Cecylja poruszyła się niecierpliwie.
— Kto pani to powiedział?
— Uważam, — odparła pani Tallents Smalpeace, — że u siostry pani bywają na tych tygodniowych przyjęciach niesłychanie zajmujący ludzie. Tak się wszystkiem interesują.
— Mojem zdaniem zanadto, — rzekła Cecylja i zdziwiła się własnemi słowami.
Pani Tallents Smallpeace uśmiechnęła się.
— Mam na myśli sztukę i sprawy społeczne. Czy można interesować się zanadto temi kwestjami?
Cecylja odparła skwapliwie:
— O nie, oczywiście, — i obie panie powiodły wzrokiem dokoła. — Czy pan widział „Dożynki“? Świetne, znakomite!

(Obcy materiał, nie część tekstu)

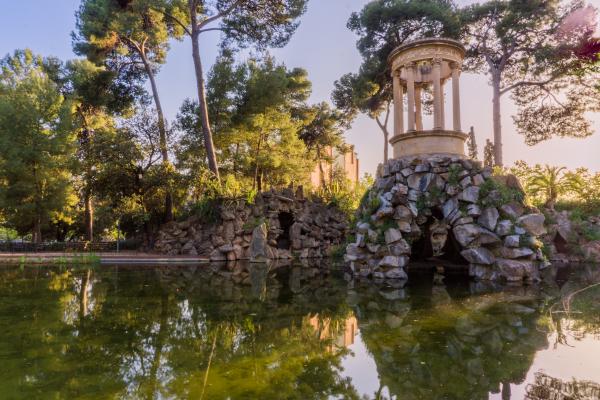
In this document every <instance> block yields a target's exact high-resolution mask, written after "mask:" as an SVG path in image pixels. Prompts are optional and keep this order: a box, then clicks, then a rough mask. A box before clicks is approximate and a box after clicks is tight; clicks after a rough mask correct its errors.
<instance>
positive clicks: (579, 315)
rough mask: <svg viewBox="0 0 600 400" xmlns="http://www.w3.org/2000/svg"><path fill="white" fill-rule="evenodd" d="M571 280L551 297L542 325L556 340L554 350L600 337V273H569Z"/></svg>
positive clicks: (585, 269) (571, 271)
mask: <svg viewBox="0 0 600 400" xmlns="http://www.w3.org/2000/svg"><path fill="white" fill-rule="evenodd" d="M569 272H570V276H569V280H568V281H567V282H566V283H565V284H563V285H562V286H561V287H559V288H555V290H554V292H553V293H552V295H553V296H552V297H553V301H552V302H550V303H549V304H548V306H547V307H546V310H545V312H544V317H543V318H542V323H543V325H545V326H546V327H548V329H549V331H550V332H551V333H553V334H554V336H555V343H554V347H555V348H556V347H557V346H558V345H559V344H562V345H569V339H574V340H581V339H583V338H585V337H586V336H588V335H593V336H595V337H600V270H598V269H597V268H596V269H591V268H583V269H582V270H578V271H569Z"/></svg>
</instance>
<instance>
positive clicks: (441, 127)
mask: <svg viewBox="0 0 600 400" xmlns="http://www.w3.org/2000/svg"><path fill="white" fill-rule="evenodd" d="M445 84H446V82H444V80H443V79H442V83H441V84H440V86H441V89H440V93H441V95H442V98H441V100H440V115H441V116H440V128H442V129H446V94H445V93H444V86H445Z"/></svg>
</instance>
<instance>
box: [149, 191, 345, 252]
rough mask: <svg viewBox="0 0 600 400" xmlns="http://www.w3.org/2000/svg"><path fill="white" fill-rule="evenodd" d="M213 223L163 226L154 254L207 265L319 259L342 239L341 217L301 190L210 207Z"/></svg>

— Nieborak! jest zapełnię rococo...
— Zjawił się nowy człowiek...
Jest bardzo sympatyczna...
— Ale położenie klasy ubogiej...
— Czy to jest pan Balledyće? O istotnie...
— To przejmuje człowieka takiem poczuciem życia...
— Burżuj!..
Głos pani Tallents Smalpeace odezwał się wśród tego gwaru:
— Proszę, niech pani zechce mi powiedzieć, kto jest ta młoda dziewczyna, która stoi obok młodzieńca, przyglądającego się tamtemu obrazowi?
Lica Cecylji okryły się bardzo delikatnym rumieńcem.
— To moja córka.
— Czyżby? Pani ma już taką dużą córkę? Ma chyba ze siedemnaście lat!
— Blizko osiemnaście!
— Jak jej na imię?
— Tyncjana — odparła Cecylja z lekkim uśmiechem. Czuła, że Pani Tallents Smallpeace zamierza powiedzieć: „Jakie zachwycające imię“!
Ale pani Tallents Smallpeace spostrzegła jej uśmiech i po chwili dopiero spytała:
— A kto jest ten młodzieniec przy niej?